Dear Professor Investor,
I've been working at an idea for a few months and it's now time for me to find out information (numbers) on potential markets. What are investors really looking for when it comes to the business plan and the market evaluation?
Samy from Beaverton
It is important to know that investors can spot made-up numbers and are good at realizing if you are fudging your numbers. However investors are not looking for exact numbers; they are looking for numbers that seem reasonable. If you have a product that truly revolutionizes a market it's unlikely there is extensive accurate data out there. Instead of being right, investors want founders to be rational, reasonable and reasoned. Investors want founders to have backable evidence that you made viable and reasonable assumptions in the areas where there is little to no information available. Remember business plans may be dead, but business planning is not.
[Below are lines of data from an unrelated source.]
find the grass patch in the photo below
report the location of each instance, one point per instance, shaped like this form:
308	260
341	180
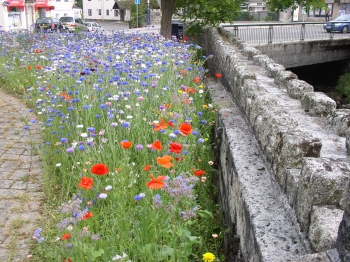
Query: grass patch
126	124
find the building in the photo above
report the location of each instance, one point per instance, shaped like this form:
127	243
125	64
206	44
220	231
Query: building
106	10
336	7
20	14
256	5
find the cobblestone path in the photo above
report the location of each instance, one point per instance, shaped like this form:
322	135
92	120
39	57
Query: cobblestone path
20	179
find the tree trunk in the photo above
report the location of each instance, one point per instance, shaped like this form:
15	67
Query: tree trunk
167	14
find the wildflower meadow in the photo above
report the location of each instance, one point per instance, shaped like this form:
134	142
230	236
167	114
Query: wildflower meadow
126	125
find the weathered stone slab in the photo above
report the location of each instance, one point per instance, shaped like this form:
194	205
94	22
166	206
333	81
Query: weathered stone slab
322	182
297	88
318	104
339	121
324	224
319	257
292	147
343	240
250	52
262	60
283	77
272	69
292	184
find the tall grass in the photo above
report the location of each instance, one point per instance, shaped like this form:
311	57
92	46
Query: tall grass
126	125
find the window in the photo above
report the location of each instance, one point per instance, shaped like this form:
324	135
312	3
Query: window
14	17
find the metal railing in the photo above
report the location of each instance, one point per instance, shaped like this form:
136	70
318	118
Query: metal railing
268	33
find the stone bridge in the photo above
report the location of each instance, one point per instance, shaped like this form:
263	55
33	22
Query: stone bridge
307	52
282	154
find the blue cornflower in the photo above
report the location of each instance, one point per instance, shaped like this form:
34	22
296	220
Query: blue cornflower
126	124
137	197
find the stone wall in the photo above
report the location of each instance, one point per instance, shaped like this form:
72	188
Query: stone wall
283	162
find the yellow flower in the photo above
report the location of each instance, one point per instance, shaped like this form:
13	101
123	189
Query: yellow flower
208	257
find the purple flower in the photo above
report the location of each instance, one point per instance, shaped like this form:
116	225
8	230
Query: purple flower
139	147
70	150
137	197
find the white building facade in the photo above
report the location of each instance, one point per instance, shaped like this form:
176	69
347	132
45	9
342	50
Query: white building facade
18	14
105	10
256	6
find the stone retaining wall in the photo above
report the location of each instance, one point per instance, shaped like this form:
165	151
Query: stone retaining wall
313	185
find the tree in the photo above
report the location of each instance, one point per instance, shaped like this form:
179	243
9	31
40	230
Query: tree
198	13
281	5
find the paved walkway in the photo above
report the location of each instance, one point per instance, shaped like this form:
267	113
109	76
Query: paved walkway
21	177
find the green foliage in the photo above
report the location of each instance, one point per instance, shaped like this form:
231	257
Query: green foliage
79	104
343	86
281	5
200	13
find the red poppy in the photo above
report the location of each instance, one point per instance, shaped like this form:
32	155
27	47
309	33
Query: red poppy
65	236
185	128
86	182
156	183
198	172
87	215
165	161
157	145
190	90
196	79
218	75
175	148
126	144
99	169
147	168
160	126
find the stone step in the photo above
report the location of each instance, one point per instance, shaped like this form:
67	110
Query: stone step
291	126
253	202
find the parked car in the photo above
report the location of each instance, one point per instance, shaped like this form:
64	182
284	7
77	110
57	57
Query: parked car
74	23
340	24
94	27
49	24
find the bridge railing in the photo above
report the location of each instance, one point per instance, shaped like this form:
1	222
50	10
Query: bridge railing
268	33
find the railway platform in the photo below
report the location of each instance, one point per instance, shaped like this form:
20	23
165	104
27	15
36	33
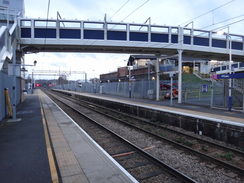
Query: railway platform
218	115
45	145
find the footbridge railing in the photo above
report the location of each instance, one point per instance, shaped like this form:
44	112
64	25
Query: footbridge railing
7	37
90	36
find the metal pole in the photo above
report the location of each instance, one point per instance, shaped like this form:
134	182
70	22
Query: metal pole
157	78
230	80
180	76
171	89
129	82
14	83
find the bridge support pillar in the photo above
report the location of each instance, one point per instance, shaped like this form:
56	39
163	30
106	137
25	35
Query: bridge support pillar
180	76
157	78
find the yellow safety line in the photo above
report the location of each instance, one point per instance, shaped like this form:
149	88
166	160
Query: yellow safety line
52	165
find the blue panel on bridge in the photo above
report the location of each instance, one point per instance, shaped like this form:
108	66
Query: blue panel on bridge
70	33
159	37
138	36
174	38
93	34
26	32
201	41
187	39
116	35
218	43
45	33
237	45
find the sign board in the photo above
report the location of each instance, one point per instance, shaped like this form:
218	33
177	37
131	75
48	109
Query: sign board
11	70
228	76
204	88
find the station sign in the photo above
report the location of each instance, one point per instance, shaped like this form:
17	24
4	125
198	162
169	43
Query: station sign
228	76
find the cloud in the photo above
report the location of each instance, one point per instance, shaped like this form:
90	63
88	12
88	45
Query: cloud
162	12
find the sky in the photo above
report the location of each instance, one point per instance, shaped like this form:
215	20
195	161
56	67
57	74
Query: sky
205	14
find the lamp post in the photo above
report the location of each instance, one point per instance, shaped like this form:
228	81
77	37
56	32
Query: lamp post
230	59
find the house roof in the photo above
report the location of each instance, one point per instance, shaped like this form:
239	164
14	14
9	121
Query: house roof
136	57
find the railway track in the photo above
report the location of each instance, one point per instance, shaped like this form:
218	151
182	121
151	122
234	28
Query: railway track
178	139
143	166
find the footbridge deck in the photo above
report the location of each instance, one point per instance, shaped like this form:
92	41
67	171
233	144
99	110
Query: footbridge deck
37	35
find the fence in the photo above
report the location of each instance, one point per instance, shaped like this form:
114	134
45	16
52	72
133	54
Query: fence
139	89
214	94
7	82
207	93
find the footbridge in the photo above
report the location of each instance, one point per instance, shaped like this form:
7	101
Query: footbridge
38	35
23	35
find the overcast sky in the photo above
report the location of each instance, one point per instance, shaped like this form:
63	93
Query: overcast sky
162	12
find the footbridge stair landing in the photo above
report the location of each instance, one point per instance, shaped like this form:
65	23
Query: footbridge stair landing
39	35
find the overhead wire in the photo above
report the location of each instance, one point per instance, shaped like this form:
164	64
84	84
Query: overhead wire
222	21
119	10
208	12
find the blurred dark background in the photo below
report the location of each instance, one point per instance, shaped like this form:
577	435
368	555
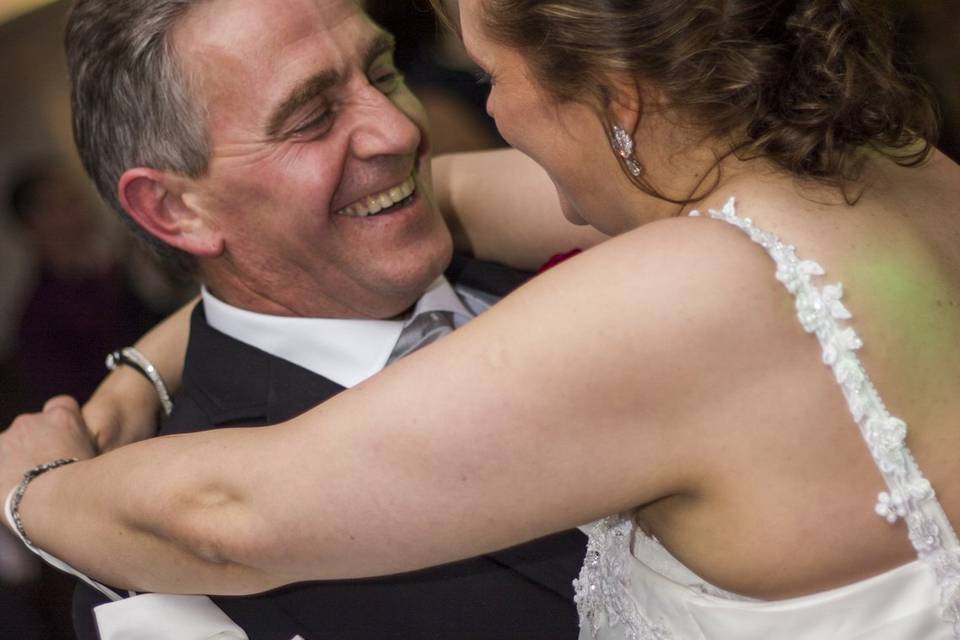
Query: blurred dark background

A good way to understand how to report market numbers is to do it both bottom up and top down.
Lots of companies say that the market for their product has a million customers and they can assume they can get 10% of that. That is top down but only half the story. As a startup - saying you can market, sell and meet the needs of 100,000 customers right away is not reasonable. Bottom up means that you say you can produce 10 products a day. At five days a week you can make 50 products weekly. So in reality you can have a maximum of new 200 customers a month and 2400 a year which is a more reasonable goal to reach. Not all businesses have self-serve frictionless sales processes (think Google AdWords). Most businesses have to invest not just in a product but in the process of selling. If a salesperson is required, then there is a constraint on how much she can sell everyday. A bottom up approach would multiply the sales per day cap by the number of salespeople needed. Ideally founders can produce bottom up data that scales towards the top down figures. Investors are looking to make sure your assumptions are accomplish-able and reasonable.
Many of your assumptions will evolve overtime and so will your projections as uncertainties become crystallized. That is why investors want entrepreneurs to be reasonable and reasoned and not right.